Q: You write about facing our giants and how we sometimes magnify our battles, making our giants bigger than they really are. How can we redirect our thinking to see our battles as God sees them?

If we measure our giants next to ourselves, then we’re always going to be in trouble. Most giants are bigger than me. Bad hair days are bigger than me. But no giant is bigger than God, so I don’t need to be afraid of them and I can know that He holds my whole battlefield — including all the bad guys — in the palm of His hand. If I am walking in His will, then when the enemy picks a fight with me, he picks a fight with the God who has promised to defend me. Psalm 81 tells me His enemies cringe before Him, so I know I’m in good hands staying in His shadow while He fights for me.

Q: Not only are you in the midst of your own Really Big Battle, you have had to confront many smaller battles tied to your husband’s ALS. Could you share how you are able to endure each of those challenges while facing your biggest giant?

I’m learning to do the things only I can do and let the incredible friends and family in my life help with the rest. My husband needs me, my kids need me, but Costco doesn’t need me — so my friends brave Costco for me and help with stuff around our house, which frees me up to focus on the stuff that really matters. I’ve had to get good at asking for help and receiving it with joy. Part of the way God helps us in long battle seasons is by giving us an army to fight and stand with us. I’d be in big trouble without mine.

Q: Do you have any advice for people who cannot see past the battle they are facing at the moment?
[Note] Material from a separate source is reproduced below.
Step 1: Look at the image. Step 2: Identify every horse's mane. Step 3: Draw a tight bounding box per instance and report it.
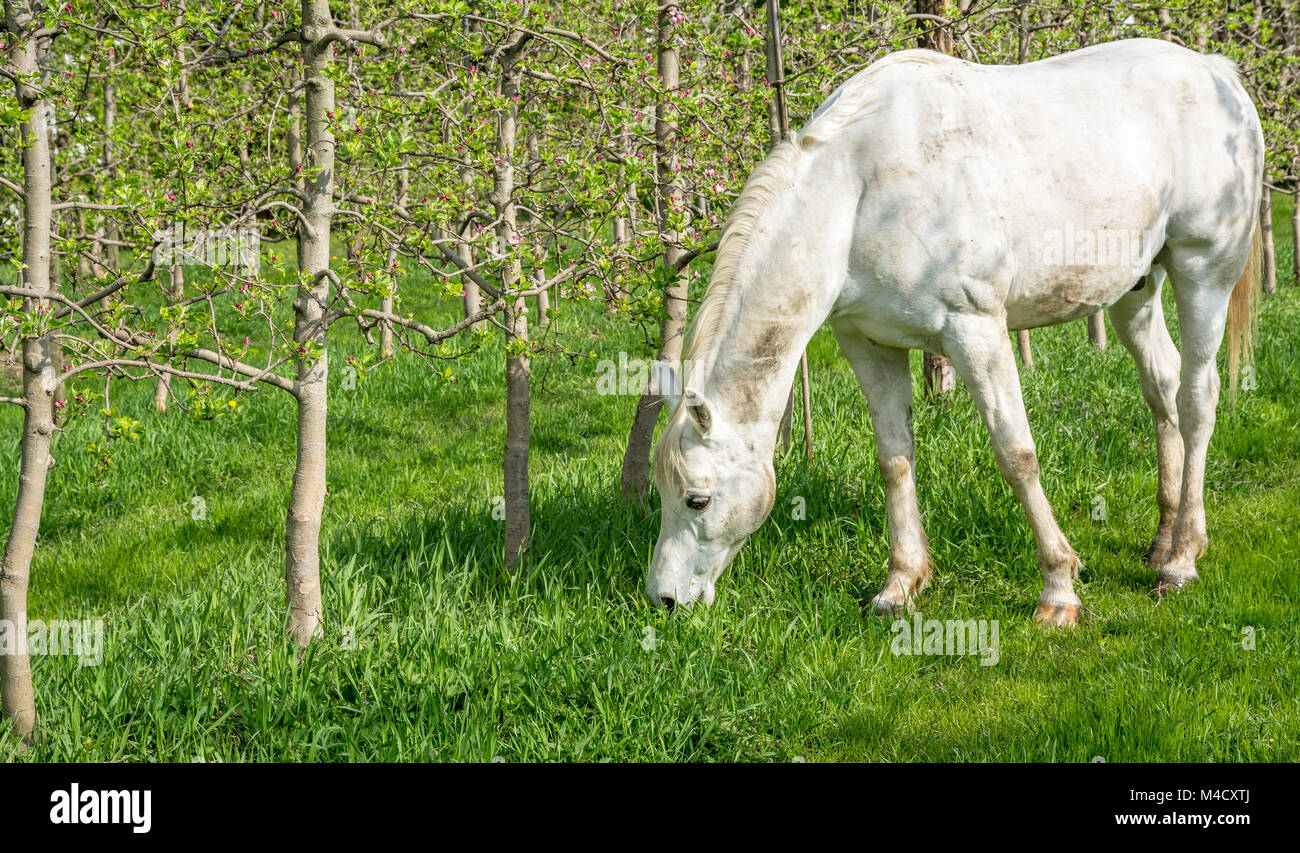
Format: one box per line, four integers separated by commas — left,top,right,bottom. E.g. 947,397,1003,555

Don’t get isolated. I have a group of about a half dozen women in my life whom I can call at any time and they will be there. They will answer. They will love me. They won’t preach or judge, but they also won’t let me just sit in a ditch of discouragement without offering me a lifeline out. They remind me of the bigger picture, and they help me refocus on the things that are secure. I also empowered these women in the beginning of our fight to raise a flag if they ever heard me getting bitter or angry at people or at God. They have. They have lovingly confronted me when they think I’m getting stuck in a mindset that will keep me from joy.

Q: What are some of the strategies you share for growing stronger through every battle?
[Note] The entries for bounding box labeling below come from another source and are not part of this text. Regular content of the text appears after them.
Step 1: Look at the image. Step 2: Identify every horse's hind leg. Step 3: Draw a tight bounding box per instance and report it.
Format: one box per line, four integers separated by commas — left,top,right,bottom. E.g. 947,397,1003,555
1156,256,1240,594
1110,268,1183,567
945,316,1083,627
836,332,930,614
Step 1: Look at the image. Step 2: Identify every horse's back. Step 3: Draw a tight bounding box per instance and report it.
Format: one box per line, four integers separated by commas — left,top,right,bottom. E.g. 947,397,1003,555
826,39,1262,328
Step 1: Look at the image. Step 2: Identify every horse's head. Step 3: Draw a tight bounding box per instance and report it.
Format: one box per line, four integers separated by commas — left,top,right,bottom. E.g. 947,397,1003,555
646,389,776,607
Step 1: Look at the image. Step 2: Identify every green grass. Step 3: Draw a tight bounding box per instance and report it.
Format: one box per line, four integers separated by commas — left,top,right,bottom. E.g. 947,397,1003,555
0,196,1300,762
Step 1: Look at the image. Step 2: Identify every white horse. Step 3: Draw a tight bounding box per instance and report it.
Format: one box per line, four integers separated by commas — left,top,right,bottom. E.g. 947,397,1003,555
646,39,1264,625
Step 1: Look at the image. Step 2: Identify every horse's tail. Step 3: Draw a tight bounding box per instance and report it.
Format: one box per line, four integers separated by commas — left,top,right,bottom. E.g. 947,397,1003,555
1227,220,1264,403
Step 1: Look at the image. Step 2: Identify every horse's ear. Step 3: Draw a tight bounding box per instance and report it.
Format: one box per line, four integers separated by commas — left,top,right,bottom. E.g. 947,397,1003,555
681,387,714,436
One of the most surprising strategies is generosity. Whenever we’re faced with a Really Big Battle, I think our immediate tendency is to get very protective of our resources. We guard our time, our treasure and our trust and try to keep it from being stolen. But Isaiah 30 says, “The generous man devises generous things and by generosity he stands.” It doesn’t say the wealthy man devises generous thing; it says the generous man. So we determined early on to be intentionally generous with our money, our approval, our time, our energy, and it has made life very fun for us. When you feel like some big, bad enemy is trying to take things from you, it’s so freeing to spread open your arms and be willing to give stuff away. And we didn’t move to a new level of generosity so God would bless us, but He has. Over and over and over again. And it makes us feel like we’re winning. 

Another strategy in the book is pray, listen, obey. The battles in the Bible prove there is no stock formula for a sure win — sometimes they march around walls, sometimes they sneak around the back, sometimes they send the worshipers in first — but those strategies were all formed first in the place of prayer and obedience. It’s a winning formula every time.   
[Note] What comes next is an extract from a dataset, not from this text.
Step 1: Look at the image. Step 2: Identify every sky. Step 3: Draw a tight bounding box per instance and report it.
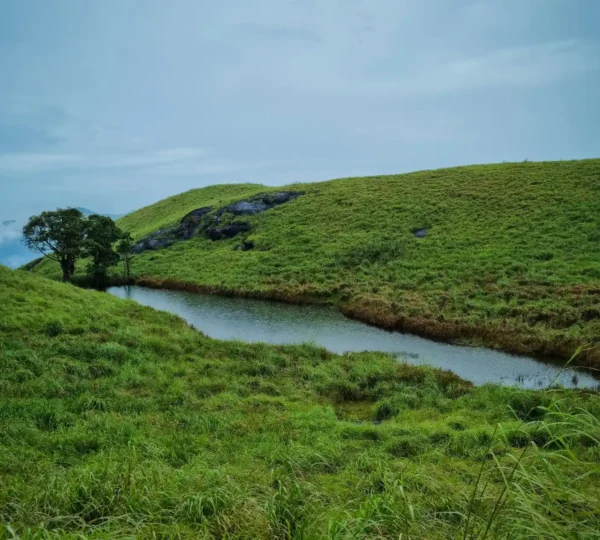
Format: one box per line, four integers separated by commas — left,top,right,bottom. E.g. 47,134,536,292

Q: What is the best way to show your support to a friend in the middle of a battle?

I think this depends on your level of friendship. If you don’t know that friend well, then a note of encouragement or a very simple, “I just want you to know I’m praying,” is good. Anything beyond that runs the risk of being suffocating. But if it’s a deeper friend, then it’s good to put some muscle into your love and do something. People have blessed Steve and I with date nights, with meals, with housecleaning — all sorts of practical things that have made our fight so much easier because we know we’re not alone. I have a couple of friends who are my official 24/7 friends. I know I can call any time I feel like I’m falling apart. Just being there in a tangible way is a beautiful thing for someone in a big battle.